Say you have a uniformly charged straight wire of length $2L$ going from $-L$ to $+L$ along the $z$ axis with its midpoint located at $z=0$. What is the electrostatic potential, in cylindrical coordinates, for points in the midplane of the wire ($x,y$ plane)? From this electric potential, calculate the electric field in the $x,y$ plane.

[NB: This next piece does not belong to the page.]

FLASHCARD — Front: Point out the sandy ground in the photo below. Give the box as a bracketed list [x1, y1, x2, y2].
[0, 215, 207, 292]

My intuition is telling me that, because of the symmetry, the only direction the electric can be directed is in the xy-plane. So we have $$dq=\lambda dz$$ Thus, since $$dV=\frac{kdq}{r}$$ We have $$V=2\int_0^L \frac{kdq}{r}$$ Also $$r=\sqrt{x^2+y^2+z^2}$$ The integral is then $$2k\int_0^L \frac{\lambda dz}{\sqrt{x^2+y^2+z^2}}$$ Evaluating this I get $$V = 2 k \lambda \ln ( \sqrt{(x^2 + y^2 + z^2)} + z)$$ I know it's not in spherical coordinates, but can someone tell me if this is right so far? If so, the electric field is then given by the negative gradient, correct?
Best Answer
No it is not correct. Integral of reciprocal of a square root is not a logarithm (you say so in the last line).